1.4.4.3. Assessing the effectiveness of inoculants
To date, the only reliable way of doing this is to expose plants
to rhizobia. This can be done in similar arrangements used for host
plant range determination This can be done either in the lab
(#Gibson 1980) or in the field (#Vincent 1970), e.g. by genetically
marked strains (#Wilson 1995)
allowing easy assays, for a recent review of general current
techniques see #Herridge
1995
If the productivity of a given strain has been clearly established, one can ferment it on a medium scale to produce inoculants. Although pure broth can be used for field testing, most commercial inoculants use carriers increasing the longevity of the products, such as peat (#Rodriguez-Navarro 1991), polyacrylamide (#Hedge 1992), vermiculite (#Ning 1993), soil powder (#Liu 1991) and talc powder (#Wang 1989). When producing inoculants, viable rhizobia should outpass the number of seeds by three to five magnitudes, depending on seed size (#Olsen 1994) and plant species (#Patrick 1995).
1.4.5. A word on basic research such as
physiology and genetics of rhizobia The intricate details
described in section 1.1.2.3. have been elucidated by many
physiological and genetic methods, and the rhizobiaceae are
probably among the 20 best-researched families of bacteria.
#Brockwell (1995) gives a review on the potential of engineered
rhizobia applications. Genetic engineering of rhizobia can lead to
very fast breakthroughs (such as the successful transfer of a S.

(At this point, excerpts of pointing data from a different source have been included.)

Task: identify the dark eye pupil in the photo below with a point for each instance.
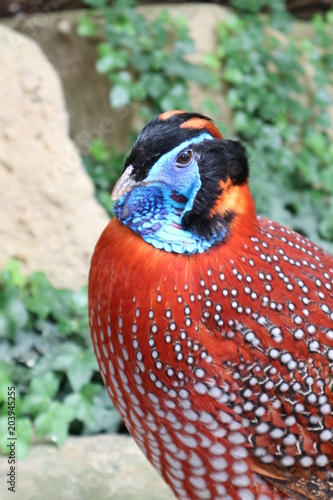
(184, 158)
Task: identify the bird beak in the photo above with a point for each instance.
(124, 184)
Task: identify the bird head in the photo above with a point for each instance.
(183, 187)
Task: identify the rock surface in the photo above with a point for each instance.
(96, 467)
(50, 220)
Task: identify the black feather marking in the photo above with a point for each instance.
(157, 138)
(218, 160)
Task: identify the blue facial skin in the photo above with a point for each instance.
(155, 210)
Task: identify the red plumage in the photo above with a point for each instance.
(221, 363)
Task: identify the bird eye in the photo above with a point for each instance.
(184, 158)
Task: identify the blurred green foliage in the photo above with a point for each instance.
(147, 65)
(277, 87)
(47, 354)
(279, 113)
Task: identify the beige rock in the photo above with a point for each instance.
(50, 220)
(96, 467)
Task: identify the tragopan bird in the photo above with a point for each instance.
(213, 327)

fredii 3.7kb enhancement factor to Bradyrhizobium japonicum, #Zhang 1994), but not every
apparent progress will work out that well in the field. For
example, supernodulating mutants have been created which form more
nodules than normal strains, however these supernodulating mutants
often cause more harm then benefit when applied in the field, as
they force plants to an unnatural nodulation behavior (#Buttery 1992).

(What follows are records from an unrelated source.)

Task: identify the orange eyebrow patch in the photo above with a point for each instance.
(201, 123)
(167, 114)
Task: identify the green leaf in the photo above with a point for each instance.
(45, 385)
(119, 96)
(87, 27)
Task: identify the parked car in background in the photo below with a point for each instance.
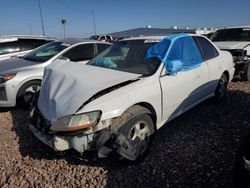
(18, 45)
(236, 40)
(122, 96)
(21, 77)
(107, 38)
(241, 171)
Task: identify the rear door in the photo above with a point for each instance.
(182, 91)
(211, 57)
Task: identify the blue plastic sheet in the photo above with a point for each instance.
(178, 53)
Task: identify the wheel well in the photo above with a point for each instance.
(151, 109)
(19, 93)
(227, 75)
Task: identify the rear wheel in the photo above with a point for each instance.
(26, 93)
(221, 89)
(246, 75)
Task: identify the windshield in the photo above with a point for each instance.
(128, 56)
(94, 37)
(238, 34)
(45, 52)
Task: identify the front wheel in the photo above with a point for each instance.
(135, 135)
(221, 88)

Other plants have been manipulated to bear nodules by the herbicide 2,4-dinitrophenol (#Nie 1991), but at the moment it is doubtful whether the yield responses reported by these techniques (see for example #Liu 1993) have indeed been caused by rhizobial N fixation. For example, some brassicaceae are by inheritance susceptible to broad-host-range bradyrhizobia which indeed elicit nodules on these plants. However, as the brassicacean root tissue is poisonous to the bacteria, no infection occurs, and all N-fixation effects can be attributed to azospirilla accumulating outside the nodule (#Brockwell 1995).Thus, as far non-leguminous N fixation is concerned, in the moment it might be more reasonable to have a closer look at the asymbiotic root fauna to achieve direct results.

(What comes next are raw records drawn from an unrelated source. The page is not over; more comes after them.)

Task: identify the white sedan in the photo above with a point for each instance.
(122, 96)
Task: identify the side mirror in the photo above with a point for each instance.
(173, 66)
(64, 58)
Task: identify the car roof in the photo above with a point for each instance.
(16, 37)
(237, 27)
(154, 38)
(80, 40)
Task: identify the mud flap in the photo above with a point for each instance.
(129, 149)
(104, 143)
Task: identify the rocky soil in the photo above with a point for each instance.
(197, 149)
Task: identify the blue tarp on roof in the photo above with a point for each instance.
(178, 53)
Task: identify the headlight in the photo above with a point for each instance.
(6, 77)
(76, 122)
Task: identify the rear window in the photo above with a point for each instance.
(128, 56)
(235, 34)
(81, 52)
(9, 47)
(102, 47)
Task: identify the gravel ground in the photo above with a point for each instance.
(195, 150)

So although these are very promising approaches which are of paramount importance for our understanding of this symbiosis, other symbioses and plant pathogens (#Wilson 1995), however when embarking on research projects in this area, one should not always expect very fast breakthroughs for direct applications.
One should not forget that rhizobia only make up for half of the symbiosis, and there is good potential for legume breeding, for reviews see #Herridge 1995 (general) and #Ranalli 1995 (European pulses).
As relatively little work has been done on Qinghai-Tibet plateau
rhizobia, this thesis aimed to lay a foundation for that field:
this includes the observation of naturally occurring legumes and to
investigate their nodulation status and the soil nutrient situation
at Xiaman. A preliminary inoculation trial with vetch rhizobia was
included. It is hoped that by the identification of naturally
occurring rhizobia as well as by proposing media for identification
more directed inoculation should become possible.